Weigh the benefits and drawbacks
At a macro level, here are some pros and cons of new construction homes vs. resale homes:
New Construction Homes – PROS
- All new and under warranty
- Built-in energy efficiency creates a comfortable indoor environment
- New, modern appliances and technology
- Designed for today’s lifestyles
- Cutting-edge building materials that require less maintenance and repair
- Just move in and decorate—no projects or updates to be done first (Shop at Home Goods, not Home Depot!)
New Construction Homes – CONS
- Typically cost more upfront
- Not a good fit for people who enjoy DIY projects or fixer-uppers
- Can be challenging to find a place to live while the home is being built
- Building process may be overwhelming at times
Existing Homes – PROS
- Typically have lower upfront costs
- May provide opportunities for home improvements or DIY projects
- Good fit for people looking for a more traditional layout, such as formal living and dining rooms
- May be more room for negotiating the price or terms of sale
Existing Homes – CONS
- Require more maintenance and updates
- Some components may not be up to code
- Hidden problems may exist that you didn’t know about before buying
- List of projects and improvements can feel never-ending
- Higher operating expenses, less energy efficient
The bottom line vs. lifetime cost
No matter which option you end up choosing, budget is one of the most important factors in your decision.
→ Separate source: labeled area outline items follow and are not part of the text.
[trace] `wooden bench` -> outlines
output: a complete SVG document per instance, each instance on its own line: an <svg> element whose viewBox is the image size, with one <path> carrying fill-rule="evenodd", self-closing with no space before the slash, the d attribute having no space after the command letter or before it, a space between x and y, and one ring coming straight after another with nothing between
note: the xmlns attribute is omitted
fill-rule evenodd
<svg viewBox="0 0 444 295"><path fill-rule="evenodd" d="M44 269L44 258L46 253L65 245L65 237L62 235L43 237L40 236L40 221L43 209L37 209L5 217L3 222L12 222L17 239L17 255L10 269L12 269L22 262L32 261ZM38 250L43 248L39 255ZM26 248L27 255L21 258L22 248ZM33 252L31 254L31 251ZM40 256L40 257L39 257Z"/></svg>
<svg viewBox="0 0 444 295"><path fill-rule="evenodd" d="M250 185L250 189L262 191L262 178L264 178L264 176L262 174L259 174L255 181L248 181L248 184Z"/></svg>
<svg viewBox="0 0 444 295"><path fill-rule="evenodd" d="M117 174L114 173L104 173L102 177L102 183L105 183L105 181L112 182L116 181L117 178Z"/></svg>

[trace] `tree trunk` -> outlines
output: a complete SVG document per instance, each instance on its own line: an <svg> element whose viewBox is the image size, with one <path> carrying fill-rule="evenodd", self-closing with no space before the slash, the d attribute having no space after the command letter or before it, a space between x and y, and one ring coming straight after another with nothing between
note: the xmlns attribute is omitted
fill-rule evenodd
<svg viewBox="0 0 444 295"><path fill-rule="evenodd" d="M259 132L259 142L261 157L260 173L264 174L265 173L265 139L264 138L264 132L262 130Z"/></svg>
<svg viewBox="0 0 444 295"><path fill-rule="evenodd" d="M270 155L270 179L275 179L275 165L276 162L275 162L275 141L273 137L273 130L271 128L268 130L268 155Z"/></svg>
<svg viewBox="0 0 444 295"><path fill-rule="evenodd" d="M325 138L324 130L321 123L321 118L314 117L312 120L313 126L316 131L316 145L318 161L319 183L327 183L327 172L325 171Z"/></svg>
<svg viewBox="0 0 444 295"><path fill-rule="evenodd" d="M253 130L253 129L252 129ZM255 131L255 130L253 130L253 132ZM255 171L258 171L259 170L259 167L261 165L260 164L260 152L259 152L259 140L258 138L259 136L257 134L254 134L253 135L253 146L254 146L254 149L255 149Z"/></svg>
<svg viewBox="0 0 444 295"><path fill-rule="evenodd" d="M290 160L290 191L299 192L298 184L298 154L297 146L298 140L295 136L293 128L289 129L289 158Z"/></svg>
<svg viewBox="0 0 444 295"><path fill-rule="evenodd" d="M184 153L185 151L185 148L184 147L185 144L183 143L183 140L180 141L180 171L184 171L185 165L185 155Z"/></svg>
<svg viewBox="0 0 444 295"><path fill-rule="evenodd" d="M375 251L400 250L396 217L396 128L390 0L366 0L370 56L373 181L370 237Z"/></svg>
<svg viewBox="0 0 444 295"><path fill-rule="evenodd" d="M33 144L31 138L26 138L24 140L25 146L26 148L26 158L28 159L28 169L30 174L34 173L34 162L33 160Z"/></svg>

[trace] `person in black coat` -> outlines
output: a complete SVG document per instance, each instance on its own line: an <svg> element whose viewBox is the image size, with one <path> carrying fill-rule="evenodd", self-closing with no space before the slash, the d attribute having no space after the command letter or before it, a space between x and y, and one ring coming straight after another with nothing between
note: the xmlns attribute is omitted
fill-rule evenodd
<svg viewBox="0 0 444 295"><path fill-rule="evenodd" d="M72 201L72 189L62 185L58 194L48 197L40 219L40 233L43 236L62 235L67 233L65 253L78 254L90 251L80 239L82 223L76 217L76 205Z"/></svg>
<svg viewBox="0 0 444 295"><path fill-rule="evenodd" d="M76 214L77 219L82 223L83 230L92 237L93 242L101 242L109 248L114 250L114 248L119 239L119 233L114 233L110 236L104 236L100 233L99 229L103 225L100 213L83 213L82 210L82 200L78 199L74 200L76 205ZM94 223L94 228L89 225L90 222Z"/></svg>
It’s important to understand exactly where your money is going now, and where it will be going in the future. In other words, should you invest more upfront and pay less for utilities, maintenance, etc. as you live in the house? Or is it better to take the lower upfront cost while paying more for the cost of living in your home down the line?
The answers to those questions depend heavily on your priorities and goals. Take the time to consider what will be best for you not just now—while you’re making this important decision—but down the road, when you will be living in your new home.